Public Schools Mainstream Or Minority

In news reports around the country, there is an increasing number of stories about controversial materials being included in school curriculums, battles over how much “religion” children are forced to participate in with reciting the “Pledge of Allegiance,” security for children attending public schools, and the quality of teachers responsible for the development of our children. Trends are moving increasingly toward giving a loud voice to fringe and minority groups based on freedoms of speech and expression. At increasingly younger ages, children are being forced to confront issues about sexuality, drug use, abortion rights, gay rights, violence, and other issues that our society as a whole finds difficult to resolve.

Public schools seem to have strayed significantly from their intended purpose of providing a level of quality education that reflects the desires of the communities they serve in a forced effort to accommodate the views of fringe and minority influences. In addressing issues being raised, it might be helpful to recall what now seems to be getting lost in the fires of debate over the kind of education children receive when attending a public school. The purpose of education is to provide a process by which children are equipped to move from the ignorance and innocence of adolescence into the responsible role of informed, productive, and contributing adults who are capable of making beneficial decisions about the future course of society.

This responsibility is not a single handed effort to be left completely up to the people who provide the information our children learn in schools, but a partnership that necessarily includes the participation and influences represented by the parents of these children. When there is a growing divide between the perspectives of the parents and teachers who direct the process of educating children, the entire system fails to serve the community, and the children emerge with a distorted and confused ability to make decisions about their own place in social development.

The role of public schools is to provide a well planned process of discovery that reflects the mainstream desires and perspectives of the communities they serve. Children begin the process by directly reflecting the results of parental teachings they received prior to entering into the system, and should be allowed to follow through a progressive process of developing basic functional skills, gaining an understanding of how to increase their ability to learn new skills and ideas, and finally emerge with what they need to make informed decisions of their own. Where there may be clashes between the perspective of parents and educators, it is essential for both parents and teachers to recognize their respective roles in resolving these issues appropriately.

Institutions should be required to vigorously defend and maintain their place in reflecting the mainstream majority views of the communities they operate within, and keep parents clearly informed on positions these views represent. In turn, when a parent recognizes that mainstream views run counter to their own system of beliefs and opinion, it is their own responsibility to participate in relating this information to their children without disrupting the processes established by public institutions. If a parent becomes completely appalled by what their children are learning from within the public system of education, they should be willing to consider a process of private or home schooling that is more in line with their own system of beliefs.

Although the public school system should be able to introduce reflections and opinions generated by minority elements, the focus for doing this should also be in the more advanced stages of learning, when children have reached a sufficient level of maturity to give them a chance to progress through the early stages of development, and allows the time they need to better understand themselves and who they are as individuals.
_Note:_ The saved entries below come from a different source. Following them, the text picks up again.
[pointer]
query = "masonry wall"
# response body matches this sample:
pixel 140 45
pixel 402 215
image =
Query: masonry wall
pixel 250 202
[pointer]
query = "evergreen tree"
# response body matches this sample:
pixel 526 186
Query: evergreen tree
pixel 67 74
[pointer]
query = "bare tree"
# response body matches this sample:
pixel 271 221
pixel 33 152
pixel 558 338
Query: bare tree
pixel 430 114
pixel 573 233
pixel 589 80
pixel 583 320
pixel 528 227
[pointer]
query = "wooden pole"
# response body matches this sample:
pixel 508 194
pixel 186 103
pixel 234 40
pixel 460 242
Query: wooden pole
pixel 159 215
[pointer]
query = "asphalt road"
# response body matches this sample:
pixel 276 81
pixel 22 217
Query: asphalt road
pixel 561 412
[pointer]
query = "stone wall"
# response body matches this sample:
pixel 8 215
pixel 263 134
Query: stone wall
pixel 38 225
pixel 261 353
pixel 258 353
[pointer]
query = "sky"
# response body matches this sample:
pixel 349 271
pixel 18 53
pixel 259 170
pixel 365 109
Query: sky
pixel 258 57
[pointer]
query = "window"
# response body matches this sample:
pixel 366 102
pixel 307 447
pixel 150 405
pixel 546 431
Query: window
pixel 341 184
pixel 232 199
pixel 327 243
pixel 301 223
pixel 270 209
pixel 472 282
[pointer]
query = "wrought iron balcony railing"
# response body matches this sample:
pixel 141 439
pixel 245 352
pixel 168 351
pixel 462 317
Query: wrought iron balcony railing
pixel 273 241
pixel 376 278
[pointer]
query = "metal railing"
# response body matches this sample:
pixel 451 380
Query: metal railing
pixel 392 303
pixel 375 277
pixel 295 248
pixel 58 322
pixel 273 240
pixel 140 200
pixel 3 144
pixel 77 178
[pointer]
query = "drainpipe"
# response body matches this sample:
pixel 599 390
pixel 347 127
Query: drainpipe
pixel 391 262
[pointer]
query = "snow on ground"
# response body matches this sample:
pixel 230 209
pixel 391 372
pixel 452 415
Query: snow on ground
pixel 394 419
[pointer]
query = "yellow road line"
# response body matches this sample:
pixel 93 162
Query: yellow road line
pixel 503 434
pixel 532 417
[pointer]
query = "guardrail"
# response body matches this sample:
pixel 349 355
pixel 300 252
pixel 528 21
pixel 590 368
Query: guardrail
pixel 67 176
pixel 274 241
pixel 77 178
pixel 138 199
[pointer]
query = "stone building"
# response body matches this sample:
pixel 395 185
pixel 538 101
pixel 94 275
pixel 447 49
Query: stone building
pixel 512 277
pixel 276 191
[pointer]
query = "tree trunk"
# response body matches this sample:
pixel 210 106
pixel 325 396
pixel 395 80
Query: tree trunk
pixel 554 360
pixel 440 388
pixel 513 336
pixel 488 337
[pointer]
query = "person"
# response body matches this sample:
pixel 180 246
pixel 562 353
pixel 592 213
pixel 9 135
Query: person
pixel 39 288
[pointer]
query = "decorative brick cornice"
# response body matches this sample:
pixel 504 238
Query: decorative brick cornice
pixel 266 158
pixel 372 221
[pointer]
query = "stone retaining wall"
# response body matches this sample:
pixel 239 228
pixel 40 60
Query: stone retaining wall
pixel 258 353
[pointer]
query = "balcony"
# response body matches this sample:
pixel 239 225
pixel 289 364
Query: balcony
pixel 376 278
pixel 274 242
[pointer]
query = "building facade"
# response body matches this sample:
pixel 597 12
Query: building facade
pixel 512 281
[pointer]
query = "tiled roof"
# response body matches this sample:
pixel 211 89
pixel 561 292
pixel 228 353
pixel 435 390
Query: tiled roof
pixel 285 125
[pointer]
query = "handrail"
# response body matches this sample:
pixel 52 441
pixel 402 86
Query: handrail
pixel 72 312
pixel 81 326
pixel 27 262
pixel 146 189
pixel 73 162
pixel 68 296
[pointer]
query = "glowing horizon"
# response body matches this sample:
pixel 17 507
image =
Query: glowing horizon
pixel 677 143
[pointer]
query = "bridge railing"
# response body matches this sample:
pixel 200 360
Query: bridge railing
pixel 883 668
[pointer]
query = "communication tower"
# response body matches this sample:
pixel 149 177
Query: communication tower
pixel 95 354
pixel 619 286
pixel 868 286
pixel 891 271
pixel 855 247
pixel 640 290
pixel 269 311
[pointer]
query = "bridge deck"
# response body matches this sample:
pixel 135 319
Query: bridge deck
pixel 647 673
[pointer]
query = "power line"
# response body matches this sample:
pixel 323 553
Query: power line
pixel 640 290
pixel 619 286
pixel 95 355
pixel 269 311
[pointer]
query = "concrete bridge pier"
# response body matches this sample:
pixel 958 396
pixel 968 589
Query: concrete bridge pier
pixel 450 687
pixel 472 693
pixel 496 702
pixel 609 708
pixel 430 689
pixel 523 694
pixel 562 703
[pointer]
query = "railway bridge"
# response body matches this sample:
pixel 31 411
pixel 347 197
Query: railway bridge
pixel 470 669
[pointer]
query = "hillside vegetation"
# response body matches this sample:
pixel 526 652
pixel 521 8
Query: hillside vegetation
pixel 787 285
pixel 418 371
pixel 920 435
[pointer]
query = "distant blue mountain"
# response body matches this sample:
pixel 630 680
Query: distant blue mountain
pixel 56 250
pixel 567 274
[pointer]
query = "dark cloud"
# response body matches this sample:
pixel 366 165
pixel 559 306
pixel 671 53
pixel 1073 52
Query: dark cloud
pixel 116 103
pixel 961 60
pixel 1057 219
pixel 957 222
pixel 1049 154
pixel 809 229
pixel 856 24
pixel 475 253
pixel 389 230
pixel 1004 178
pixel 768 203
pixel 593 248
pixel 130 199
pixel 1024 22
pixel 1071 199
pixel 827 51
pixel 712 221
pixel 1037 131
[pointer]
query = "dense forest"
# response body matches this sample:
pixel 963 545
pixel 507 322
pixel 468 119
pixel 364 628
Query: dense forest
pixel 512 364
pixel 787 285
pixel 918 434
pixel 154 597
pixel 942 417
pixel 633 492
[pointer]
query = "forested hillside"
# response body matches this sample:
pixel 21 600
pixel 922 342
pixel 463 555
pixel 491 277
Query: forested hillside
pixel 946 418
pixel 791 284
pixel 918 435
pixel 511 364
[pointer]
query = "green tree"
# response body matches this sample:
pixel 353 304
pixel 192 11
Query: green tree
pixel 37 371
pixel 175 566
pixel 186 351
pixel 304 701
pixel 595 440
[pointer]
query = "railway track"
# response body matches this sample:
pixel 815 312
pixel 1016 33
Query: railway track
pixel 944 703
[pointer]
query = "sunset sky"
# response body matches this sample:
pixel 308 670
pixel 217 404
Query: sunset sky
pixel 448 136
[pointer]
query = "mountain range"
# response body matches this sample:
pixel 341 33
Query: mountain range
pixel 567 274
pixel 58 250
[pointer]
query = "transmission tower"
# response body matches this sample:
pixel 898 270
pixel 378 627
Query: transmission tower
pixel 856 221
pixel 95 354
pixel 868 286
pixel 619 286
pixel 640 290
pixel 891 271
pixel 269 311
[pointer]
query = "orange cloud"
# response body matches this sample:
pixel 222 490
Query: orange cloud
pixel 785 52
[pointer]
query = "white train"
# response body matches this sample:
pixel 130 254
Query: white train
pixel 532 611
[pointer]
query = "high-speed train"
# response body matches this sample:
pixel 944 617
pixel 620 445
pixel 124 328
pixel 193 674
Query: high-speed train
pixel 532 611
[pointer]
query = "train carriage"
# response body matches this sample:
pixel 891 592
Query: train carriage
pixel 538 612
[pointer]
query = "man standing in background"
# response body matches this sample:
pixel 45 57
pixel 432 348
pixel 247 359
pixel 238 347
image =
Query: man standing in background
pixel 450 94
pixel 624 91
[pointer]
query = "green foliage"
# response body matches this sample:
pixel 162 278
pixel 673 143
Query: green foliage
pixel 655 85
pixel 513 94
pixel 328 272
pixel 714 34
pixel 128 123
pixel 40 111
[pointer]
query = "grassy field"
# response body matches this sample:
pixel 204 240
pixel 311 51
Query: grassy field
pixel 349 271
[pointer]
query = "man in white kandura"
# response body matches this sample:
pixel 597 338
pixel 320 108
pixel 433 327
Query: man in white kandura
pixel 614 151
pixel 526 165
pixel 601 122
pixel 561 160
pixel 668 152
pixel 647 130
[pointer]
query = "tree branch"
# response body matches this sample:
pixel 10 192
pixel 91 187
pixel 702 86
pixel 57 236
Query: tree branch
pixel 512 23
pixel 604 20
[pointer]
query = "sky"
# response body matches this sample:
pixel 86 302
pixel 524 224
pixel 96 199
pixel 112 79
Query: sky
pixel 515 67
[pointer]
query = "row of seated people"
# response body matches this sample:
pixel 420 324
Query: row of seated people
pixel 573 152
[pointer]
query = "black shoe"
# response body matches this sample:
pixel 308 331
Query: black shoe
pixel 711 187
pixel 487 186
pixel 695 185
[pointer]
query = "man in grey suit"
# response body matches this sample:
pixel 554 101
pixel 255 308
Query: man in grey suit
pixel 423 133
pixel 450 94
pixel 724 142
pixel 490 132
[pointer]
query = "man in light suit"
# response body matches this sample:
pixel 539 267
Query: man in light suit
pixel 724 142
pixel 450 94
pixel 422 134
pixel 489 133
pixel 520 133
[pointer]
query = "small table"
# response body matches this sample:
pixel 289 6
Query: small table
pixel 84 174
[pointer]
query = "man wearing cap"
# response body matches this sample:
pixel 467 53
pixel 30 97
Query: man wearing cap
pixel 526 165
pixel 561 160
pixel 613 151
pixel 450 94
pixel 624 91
When a child that has not yet reached puberty is confronted with trying to understand whether or not they are homosexual, because of material they obtain in the school library, something has gone extremely wrong with following the mainstream educational process.

As people move into adulthood, it is a natural tendency for them to test the validity of the values and perspectives they have been taught by previous generations. It is at this stage of our development when such activities are both appropriate and beneficial. Public education should be crafted to be the best possible model for what the majority of parents view as an “ideal” learning experience, and should do a good job of determining where the presentation of this goal has fallen short. Parents need to maintain their vigilance in understanding the course of mainstream views, and be prepared to make good decisions about moving their children toward or away from the acceptance of these majority ideas.